Kudos to Mita for sharing this article which connects well with the MIT study referred by James Campbell on the cognitive dept when using AI for writing tasks in the previous AI BEAT. This article is helpful as it mentions advances on how to mitigate some of these effects. The author draws attention to the larger issue they are observing: "...the current push to integrate AI into all aspects of curricula is proceeding without proper attention to these safeguards, or sufficient research into AI’s impact on most fields of study."
CIS | Unconference 2026
CIS | UNCONFERENCE 2026 - February 9, 2026 @ Centennial College Event Centre in Scarborough
This year’s Unconference brings CIS Ontario educators together to explore how AI can elevate, rather than erode, the human side of learning. Secure your spot. It’d be great to get a group of UTS teachers to attend this.
AI Lunch Workshop for Teachers
On Thursday, November 13th in L135, come on out to hear and chat with colleagues on their latest adventures with AI in the classroom. There will be short hands-on presentations by Shawn Brooks, Joshua Curk and Adnan Zuberi. Bring a laptop! Pizza will be provided.
JCAM’s thoughts on MIT AI research
James Campbell: In this MIT study they monitored (through EEG monitors) the neural engagement of groups of students in essay writing tasks. Some were allowed to use AI LLM's (large language models like ChatGPT), some were only allowed to use a search engine, some were "brain only" and others were asked to move from one mode to another. The study found that "cognitive activity scaled down in relation to external tool use" and that "LLM users consistently underperformed at neural, linguistic, and behavioral levels" over the course of the 4 month study.
LEVR’s thoughts NY Times article
Rebecca Levere: Some sobering advice from the Vice Provost at NYU responsible for helping faculty and students adapt to digital tools. A couple of passages that stood out to me:
“Our A.I. strategy had assumed that encouraging engaged uses of A.I. — telling students they could use software like ChatGPT to generate practice tests to quiz themselves, explore new ideas or solicit feedback — would persuade students to forgo the lazy uses. It did not.

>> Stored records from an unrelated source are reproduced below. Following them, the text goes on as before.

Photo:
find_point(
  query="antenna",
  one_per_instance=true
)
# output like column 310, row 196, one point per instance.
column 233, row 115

We cannot simply redesign our assignments to prevent lazy A.I. use. (We’ve tried.) If you ask students to use A.I. but critique what it spits out, they can generate the critique with A.I. If you give them A.I. tutors trained only to guide them, they can still use tools that just supply the answers. And detectors are too prone to false accusations of cheating and too poor at catching lightly edited output for professors to rely on them.”

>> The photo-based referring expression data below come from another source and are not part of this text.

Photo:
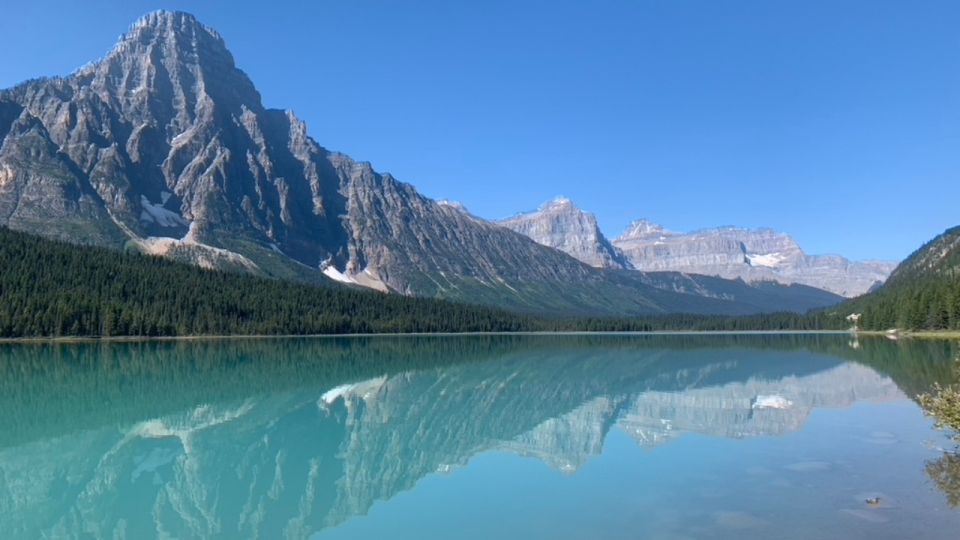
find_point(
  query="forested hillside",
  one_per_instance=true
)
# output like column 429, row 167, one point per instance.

(And tldr: The ‘hated but only real solution’ to the AI cheating crisis: have students write or speak in front of you, without tech.)
explorAItion!
For Ontario CIS/CAIS teachers learning AI
Led by Cal Armstrong (Appley College)
Tuesday, December 2
PD Opportunity: Open AI Academy
ChatGPT Foundations - Getting Started with AI
November 13, 12:00 PM, EST
Kudos to AMDT for suggesting this
Stanford University’s Generative AI for Education Hub Research Study Repository
Unsure if your use of GenAI is backed by the peer-reviewed literature? Why not test your lesson idea against 700 vetted papers in the Research Study Repository of Stanford University’s Generative AI for Education Hub. Go to ChatGPT and enter a prompt along the lines of “...our school is struggling with middle school math outcomes. What does the Research Study Repository at Stanford’s GenAI in Education Hub’s say around GenAI tools that teachers can use to enhance numeracy skills among middle school students?”.